Training · intermediate
Scaling Laws
Scaling laws are the empirical power-law relationship between model size, training data, training compute, and resulting loss. They predict that bigger, more data-fed models keep improving in a smooth, forecastable way.
Explanation
Kaplan et al. (2020) showed that LLM loss falls as a clean power law in compute, parameters, and data — letting labs forecast how much smarter a 10x bigger model would be before training it.
Hoffmann et al. (2022, "Chinchilla") refined this with the compute-optimal frontier: for a given compute budget, there is one ideal parameter count and one ideal token count. Most pre-2022 LLMs were oversized relative to their data; "Chinchilla-optimal" rebalanced toward more tokens.
Newer work extends scaling laws to inference, distillation, and reasoning compute — the field's most durable empirical generalization.
Examples
- Predicting GPT-4's loss before training based on smaller-scale runs.
- Llama 3 trained on 15T tokens — well past Chinchilla-optimal for its size.
Frequently asked
What is Scaling Laws?
Scaling laws are the empirical power-law relationship between model size, training data, training compute, and resulting loss. They predict that bigger, more data-fed models keep improving in a smooth, forecastable way.
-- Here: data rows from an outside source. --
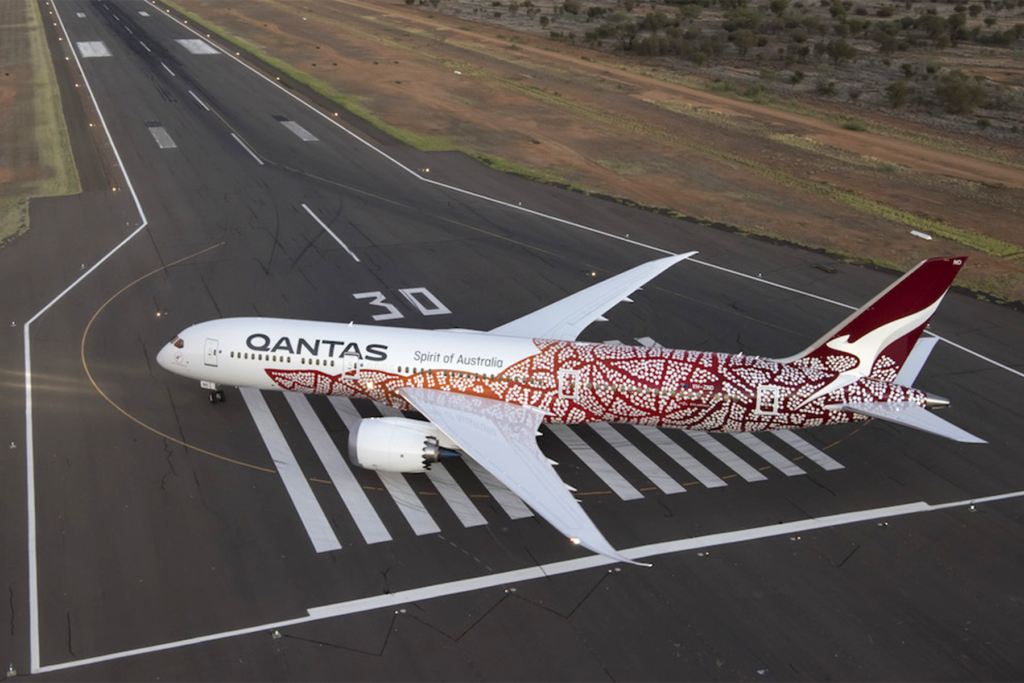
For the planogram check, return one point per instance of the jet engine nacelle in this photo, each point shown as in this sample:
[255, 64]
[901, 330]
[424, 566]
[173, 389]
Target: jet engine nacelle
[397, 444]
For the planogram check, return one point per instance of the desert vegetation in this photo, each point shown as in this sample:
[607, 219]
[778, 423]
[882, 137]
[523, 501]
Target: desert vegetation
[953, 65]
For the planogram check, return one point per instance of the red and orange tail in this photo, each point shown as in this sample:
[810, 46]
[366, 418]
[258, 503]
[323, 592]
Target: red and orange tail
[877, 339]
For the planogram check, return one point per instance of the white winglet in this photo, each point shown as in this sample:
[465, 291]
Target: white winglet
[567, 318]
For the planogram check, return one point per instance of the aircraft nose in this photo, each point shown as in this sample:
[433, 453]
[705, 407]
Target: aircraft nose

What is an example of scaling laws?
Predicting GPT-4's loss before training based on smaller-scale runs.
How is Scaling Laws related to Pretraining?
Scaling Laws and Pretraining are both training concepts. Pretraining is the initial training phase where an LLM learns to predict the next token on trillions of tokens of general text. It produces a base model that can be adapted later.
Is Scaling Laws considered intermediate?
Scaling Laws is generally considered intermediate-level material in the AI and LLM space.